“Rinker on Collectibles,” Harry Rinker’s weekly syndicated column run for 35 years, a total of 1,820 articles. Most recently the column run in Antique Collector and Auction Guide, Antique Week, Collectors Journal, Hearthstone Press and The Morning Call. This is Column #836.
When someone asks me—“What is my object worth?,” he often continues by asking—“And, where can I sell it?”
What he really wants to know is where he can sell the object for the amount I tell him it is worth. The simple answer is he cannot. While the reason for this discrepancy is evident to me, it often is not to the person asking the question.
Christie’s Auction Room, Illustration is a drawing by T. & Pugin, A.C. Rowlandson
When a person asks me to value an object, I provide him with the secondary market retail value, i.e., what it would cost to buy that object at an antiques shop or show. Today, I often qualify my answer by providing a second value—the price at which the object can be bought on the Internet, either via direct sale or an auction site such as eBay. If the person inquires about the value of the object if sold at auction, I provide a third value.
Value is market dependent. The price of the same object can differ, and often significantly, depending on the market in which it is offered for sale. The concept of value in the antiques and collectibles field is complex. It is not easy to understand. All value is relative. There are no fixed values in the antiques and collectibles field.
Before discussing the sale venues for antiques and collectibles that are open to members of the general public, I want to propose a set of reasonable percentages against book value that the seller can expect.
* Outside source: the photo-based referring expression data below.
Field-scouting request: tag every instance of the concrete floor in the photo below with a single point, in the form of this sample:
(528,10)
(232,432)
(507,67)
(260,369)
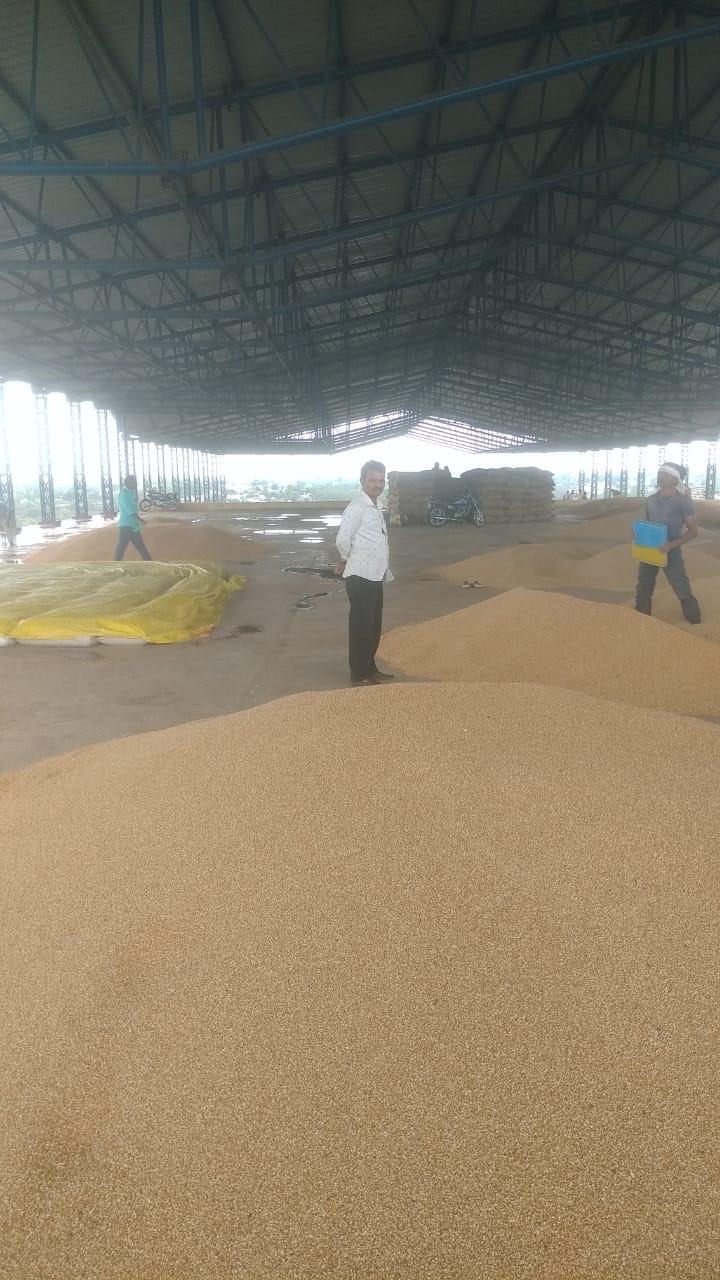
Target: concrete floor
(58,699)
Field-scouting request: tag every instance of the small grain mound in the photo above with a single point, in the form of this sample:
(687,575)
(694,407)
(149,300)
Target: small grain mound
(244,1034)
(165,540)
(548,639)
(666,608)
(569,563)
(525,565)
(596,508)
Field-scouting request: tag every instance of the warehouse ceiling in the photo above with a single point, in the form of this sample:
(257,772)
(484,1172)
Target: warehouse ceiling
(311,224)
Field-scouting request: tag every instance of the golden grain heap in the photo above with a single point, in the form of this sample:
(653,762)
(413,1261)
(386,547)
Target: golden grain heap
(452,1015)
(550,639)
(165,540)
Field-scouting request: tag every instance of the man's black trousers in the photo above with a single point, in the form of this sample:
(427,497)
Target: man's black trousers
(127,535)
(365,624)
(678,579)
In this instance, book value represents the retail value found in an accurate antiques and collectibles price guide. Remember, not all price guides are accurate. Alas, far too many antiques and collectibles price guides, especially one-category or one-topic guides, are authored to support or, at worst, manipulate market prices.
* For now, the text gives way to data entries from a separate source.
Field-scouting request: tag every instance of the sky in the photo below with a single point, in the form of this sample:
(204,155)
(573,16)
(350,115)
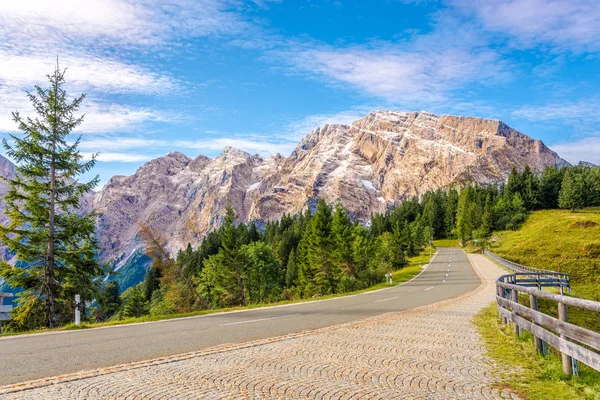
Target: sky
(197,75)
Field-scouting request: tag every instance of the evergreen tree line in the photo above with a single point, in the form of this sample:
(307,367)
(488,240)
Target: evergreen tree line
(325,252)
(297,256)
(482,210)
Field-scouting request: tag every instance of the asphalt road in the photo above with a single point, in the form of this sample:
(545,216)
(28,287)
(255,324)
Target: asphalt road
(30,357)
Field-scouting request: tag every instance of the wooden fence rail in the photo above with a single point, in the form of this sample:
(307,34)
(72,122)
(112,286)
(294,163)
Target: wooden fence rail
(574,342)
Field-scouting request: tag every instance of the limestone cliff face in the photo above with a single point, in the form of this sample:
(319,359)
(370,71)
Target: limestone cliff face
(386,156)
(367,166)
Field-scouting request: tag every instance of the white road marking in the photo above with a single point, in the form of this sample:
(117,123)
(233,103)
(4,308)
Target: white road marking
(258,320)
(391,298)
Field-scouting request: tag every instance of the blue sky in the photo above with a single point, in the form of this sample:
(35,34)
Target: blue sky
(196,76)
Book Value Seller’s Percentage
Under $25 10%
$25 to $100 20% to 25%
$250 to $500 30%
$500 to $2,500 40%
$2,500 to $5,000 50%
$5,000 to $10,000 55%
$10,000 to $50,000 60%
$50,000 and above 65% to 75%
Based upon these numbers, here are a few simple rules to remember:
What selling options are available to members of the general public who wish to dispose of their antiques and collectibles?
The initial reaction is to sell the object privately. Personally, I like it when a member of the general public pursues this course. There is no better way to educate someone to the amount of work and expenses involved with selling antiques and collectibles. If the seller keeps track of his time and expenses, chances are he will find (1) he is working for below minimum wage and (2) although he would have received less, he would have been far better off taking one of the other selling options.
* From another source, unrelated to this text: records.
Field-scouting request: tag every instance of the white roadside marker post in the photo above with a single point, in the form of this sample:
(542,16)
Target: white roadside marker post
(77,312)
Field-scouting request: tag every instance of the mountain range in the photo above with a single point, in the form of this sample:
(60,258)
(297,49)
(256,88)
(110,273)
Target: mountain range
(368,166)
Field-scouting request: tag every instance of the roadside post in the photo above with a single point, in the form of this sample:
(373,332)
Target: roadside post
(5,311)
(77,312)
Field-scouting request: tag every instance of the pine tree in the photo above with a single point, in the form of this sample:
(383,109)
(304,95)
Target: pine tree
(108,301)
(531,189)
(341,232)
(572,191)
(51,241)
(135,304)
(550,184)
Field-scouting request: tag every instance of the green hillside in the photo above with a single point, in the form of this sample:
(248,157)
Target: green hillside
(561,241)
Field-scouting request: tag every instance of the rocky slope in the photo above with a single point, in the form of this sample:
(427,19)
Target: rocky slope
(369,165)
The most obvious private route is to a collector. There are numerous sources to find buyers, both in print and on the Internet. However, most of the individuals listed are advanced collectors. They have no interest in buying commonly found items.
The best private source is family and friends. Make a list of those individuals who visit and say, “If you ever want to sell that, give me a call.” Many times these purchasers’ hearts, not their heads, govern what they are willing to pay.
When the vast majority of objects book for less than $50, consider renting a table or booth at a local flea market to sell the objects. Give it one shot. Box lot or junk the objects that do not sell. Do not frustrate yourself.
If the book value is less than $25 per object, a garage sale is the answer. Again, the goal is to dispose of the objects. At the end of the day, give away, bulk sale, or trash whatever remains.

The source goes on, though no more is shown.